The ranch sits above the narrow ordinary streets where it all began and the view of Pendle is second to none. My vision has always been to slowly build a place that can be a haven for like-minded people – where it’s possible to learn about growing food and medicines and also to have a multi-functional space that can be a music venue, bar, school, disco, eatery and so on. It’s coming together nicely.
I ask him lots of questions about self-sufficiency etc. They have solar panels and share the local hydro-electric project, generating about 80% of their own electricity.

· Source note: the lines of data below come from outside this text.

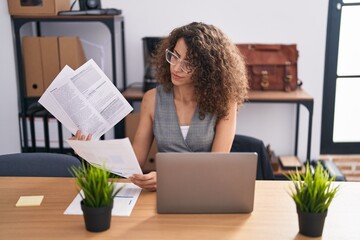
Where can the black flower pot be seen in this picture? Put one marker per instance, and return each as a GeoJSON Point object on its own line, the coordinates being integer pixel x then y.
{"type": "Point", "coordinates": [311, 224]}
{"type": "Point", "coordinates": [97, 219]}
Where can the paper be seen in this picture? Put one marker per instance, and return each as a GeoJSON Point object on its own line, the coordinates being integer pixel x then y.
{"type": "Point", "coordinates": [85, 99]}
{"type": "Point", "coordinates": [117, 155]}
{"type": "Point", "coordinates": [124, 201]}
{"type": "Point", "coordinates": [25, 201]}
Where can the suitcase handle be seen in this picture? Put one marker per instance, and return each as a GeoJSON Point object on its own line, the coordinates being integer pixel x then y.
{"type": "Point", "coordinates": [265, 47]}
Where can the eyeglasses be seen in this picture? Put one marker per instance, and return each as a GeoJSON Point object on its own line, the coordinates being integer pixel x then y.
{"type": "Point", "coordinates": [173, 59]}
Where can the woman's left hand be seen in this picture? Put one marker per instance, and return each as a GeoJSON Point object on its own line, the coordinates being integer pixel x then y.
{"type": "Point", "coordinates": [146, 181]}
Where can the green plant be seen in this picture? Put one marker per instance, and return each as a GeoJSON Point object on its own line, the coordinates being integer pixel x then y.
{"type": "Point", "coordinates": [312, 193]}
{"type": "Point", "coordinates": [98, 190]}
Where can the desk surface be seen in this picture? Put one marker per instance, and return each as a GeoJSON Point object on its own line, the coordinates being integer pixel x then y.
{"type": "Point", "coordinates": [274, 215]}
{"type": "Point", "coordinates": [136, 93]}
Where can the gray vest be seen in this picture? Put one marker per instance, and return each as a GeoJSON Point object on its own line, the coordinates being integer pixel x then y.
{"type": "Point", "coordinates": [167, 130]}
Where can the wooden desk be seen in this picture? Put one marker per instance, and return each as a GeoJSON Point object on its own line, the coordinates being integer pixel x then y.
{"type": "Point", "coordinates": [274, 215]}
{"type": "Point", "coordinates": [298, 97]}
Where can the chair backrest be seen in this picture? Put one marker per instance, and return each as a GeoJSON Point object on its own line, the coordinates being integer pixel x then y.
{"type": "Point", "coordinates": [37, 164]}
{"type": "Point", "coordinates": [243, 143]}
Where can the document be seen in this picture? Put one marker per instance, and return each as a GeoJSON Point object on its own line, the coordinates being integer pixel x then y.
{"type": "Point", "coordinates": [116, 155]}
{"type": "Point", "coordinates": [124, 201]}
{"type": "Point", "coordinates": [85, 99]}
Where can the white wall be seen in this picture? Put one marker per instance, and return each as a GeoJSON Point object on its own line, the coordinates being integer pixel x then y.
{"type": "Point", "coordinates": [262, 21]}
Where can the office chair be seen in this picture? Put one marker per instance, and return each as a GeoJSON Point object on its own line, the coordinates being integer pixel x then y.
{"type": "Point", "coordinates": [37, 164]}
{"type": "Point", "coordinates": [243, 143]}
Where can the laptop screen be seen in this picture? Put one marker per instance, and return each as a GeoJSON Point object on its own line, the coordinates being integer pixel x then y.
{"type": "Point", "coordinates": [205, 182]}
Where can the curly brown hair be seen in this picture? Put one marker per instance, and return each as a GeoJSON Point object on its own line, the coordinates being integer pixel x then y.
{"type": "Point", "coordinates": [219, 74]}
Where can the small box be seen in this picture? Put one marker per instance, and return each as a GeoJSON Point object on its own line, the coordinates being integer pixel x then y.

Emergency medicine is for people who accept every shade of humanity without judgement. I confess though that I have no time for those who choose employment that causes suffering for other people – hence wheel-clampers and traffic wardens have always been fair game for my vitriol. Like that time when I challenged the park keeper for putting a parking ticket on a car at the bottom of the street. I was once wheel-clamped in a hospital car park where I was doing a locum and I vowed I would never work at that hospital again. I eventually did, but would probably have gone back a lot sooner if it hadn’t been for that incident. Even then, I got a parking ticket for trying to park in the car park that I was paying 35 quid a month for. I got it overturned by writing to the local council, but what a ball-ache. Recently I had a rant at a car park official – I’m stressed and over-sensitive to car parking threats. There are desperate medical staff shortages and it’s karmic aptness that car parking bureaucracy increases the number by one.
Meanwhile I hear that Sam has been doing a pisstake song that includes a few of my twatty stock phrases: threads of serendipity; cubic centimetre of chance; as above, so below; up the ladder and down again.
We’re weaving and winding against the tide.